I think I'm just going to have to accept that when I look back on my life I will see here a long period in which I was deeply unhappy, with that unhappiness very occasionally interspersed with happiness. And I think I'm also just going to have to accept now that I am now deeply unhappy, and have been deeply unhappy for two or three years. I can't fix this or alleviate it, so I think I'm just going to have to think of it as something I'll endure and then get past. The therapist today suggested that we take a moment "to respect that unhappiness," which if you don't pay attention sounds like one of those crawly New Age things certain therapists say, but if you do pay attention perhaps does something important: it seems to me that it might suggest that that unhappiness is a temporary condition, & hence one that has to be acknowledged rather than accepted.
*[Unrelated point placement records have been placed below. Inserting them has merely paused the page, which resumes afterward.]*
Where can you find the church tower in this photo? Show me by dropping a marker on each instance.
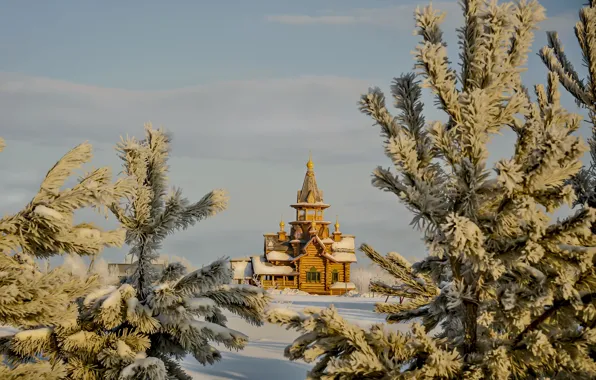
(310, 209)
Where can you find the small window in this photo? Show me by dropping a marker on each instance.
(334, 276)
(313, 276)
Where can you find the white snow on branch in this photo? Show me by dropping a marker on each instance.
(47, 212)
(129, 371)
(98, 294)
(220, 332)
(35, 334)
(199, 303)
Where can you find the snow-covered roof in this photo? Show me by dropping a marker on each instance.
(344, 257)
(343, 285)
(247, 258)
(314, 204)
(242, 269)
(346, 244)
(261, 267)
(278, 256)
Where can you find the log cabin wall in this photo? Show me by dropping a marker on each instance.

I also think, as I have had occasion to think before, that perhaps I should just stop being friends with many of my friends. It would certainly make my life easier. I think (as I have had occasion to think before) that I should try to locate some people of my own age and be friends with them. But the difficulty there is that everyone sometimes acts irritatingly, so how am I to say that my new, more age-appropriate friends would not eventually act as upsettingly as my current friends?
1 comment:
Oh my dear. I am beginning to wonder if these friends are really worthy of you. Perhaps there is something important to be said for maturity? I don't think of us as "old," but I do think of us as adults; perhaps that is worth something. Perhaps it's worth re-evaluating your stance on youth. Certainly you must re-evaluate your stance on crying, for heaven's sake. Crying is not weak or self-indulgent or a privilege (it's available, after all, to everyone except the badly dehydrated). It is, however, a built-in tool for alleviating hard feelings. Just think of all those wonderful 18th C. novels in which people RELIEVE their feelings, privately, by sobbing. In fact, I think that's the point of crying: it allows you to feel the unhappiness (as your therapist suggested) and to notice, when you feel somewhat differently post-cry, that indeed, this feeling, like every other, is temporary and mutable.
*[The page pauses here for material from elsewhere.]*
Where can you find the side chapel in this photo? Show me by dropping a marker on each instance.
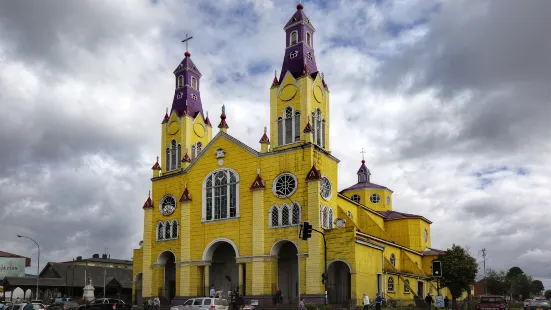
(224, 215)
In any event, I know very well that you are not a prude. Not wishing to witness or tolerate plainly bad behavior (and by bad I mean discourteous at the least and immoral at the worst) does not make you a prude. You are a wonderful friend and a generous, witty, charming, and delightful woman. It pisses me off, frankly, that no one around you seems fully clued in to that. I can't do anything about it from here, but I wish I could.
Finally, I think that Fitzgerald is a bit overrated, but then I don't care much for his period, so perhaps it's not personal.